3. **Storage cost**:
   - Widgets are produced in batches of \( x \) and consumed uniformly over the year.
   - The average number of widgets stored at any time is \( \frac{x}{2} \) (half of the production run, assuming constant consumption).
   - The storage cost per widget per year is \( c \).
   - The **total storage cost** is:
     \[
     \text{Storage Cost} = \frac{x}{2} \cdot c
     \]

Combining these components, the total cost function is:
\[
C(x) = N \cdot b + \frac{N}{x} \cdot P + \frac{x}{2} \cdot c
\]

---

### **2. Constraints on \( x \):**

1. \( x > 0 \): The production run size must be positive.
2. \( x \leq N \): The production run size cannot exceed the total annual demand.

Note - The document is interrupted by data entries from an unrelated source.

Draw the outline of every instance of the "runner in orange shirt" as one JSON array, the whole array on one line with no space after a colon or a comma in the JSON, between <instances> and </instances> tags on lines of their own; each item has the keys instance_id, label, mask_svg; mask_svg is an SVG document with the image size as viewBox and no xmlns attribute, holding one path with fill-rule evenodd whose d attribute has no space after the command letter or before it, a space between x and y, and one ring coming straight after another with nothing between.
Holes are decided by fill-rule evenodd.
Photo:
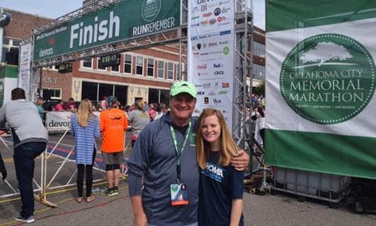
<instances>
[{"instance_id":1,"label":"runner in orange shirt","mask_svg":"<svg viewBox=\"0 0 376 226\"><path fill-rule=\"evenodd\" d=\"M106 164L108 187L101 194L108 196L119 194L118 184L120 175L120 164L124 160L124 137L128 126L125 112L119 109L119 102L115 96L107 98L108 109L100 116L102 133L102 158Z\"/></svg>"}]
</instances>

Thus, \( x \) must satisfy:
\[
0 < x \leq N
\]

---

### **3. Minimizing \( C(x) \):**

To minimize \( C(x) \), take the derivative of \( C(x) \) with respect to \( x \) and set it to zero.

\[
C(x) = N \cdot b + \frac{N}{x} \cdot P + \frac{x}{2} \cdot c
\]
\[
\frac{dC}{dx} = -\frac{N \cdot P}{x^2} + \frac{c}{2}
\]

Set \( \frac{dC}{dx} = 0 \):
\[
-\frac{N \cdot P}{x^2} + \frac{c}{2} = 0
\]
\[
\frac{N \cdot P}{x^2} = \frac{c}{2}
\]
\[
x^2 = \frac{2 \cdot N \cdot P}{c}
\]
\[
x = \sqrt{\frac{2 \cdot N \cdot P}{c}}
\]

---

### **4. Verifying Minimum:**

To confirm that this value of \( x \) gives a global minimum, examine the second derivative:
\[
\frac{d^2C}{dx^2} = \frac{2N \cdot P}{x^3}
\]

For \( x > 0 \), \( \frac{d^2C}{dx^2} > 0 \), indicating that \( C(x) \) is convex and has a global minimum at \( x = \sqrt{\frac{2 \cdot N \cdot P}{c}} \).

---

### **5. Number of Production Runs per Year:**

The number of production runs per year is:
\[
\text{Production Runs} = \frac{N}{x}
\]

Substitute \( x = \sqrt{\frac{2 \cdot N \cdot P}{c}} \):
\[
\text{Production Runs} = \frac{N}{\sqrt{\frac{2 \cdot N \cdot P}{c}}} = \sqrt{\frac{N \cdot c}{2 \cdot P}}
\]

---

### **Summary of Results:**

1. **Cost Function**:
   \[
   C(x) = N \cdot b + \frac{N \cdot P}{x} + \frac{x \cdot c}{2}
   \]

2. **Optimal Production Run Size**:
   \[
   x = \sqrt{\frac{2 \cdot N \cdot P}{c}}
   \]

3. **Number of Production Runs per Year**:
   \[
   \text{Production Runs} = \sqrt{\frac{N \cdot c}{2 \cdot P}}
   \]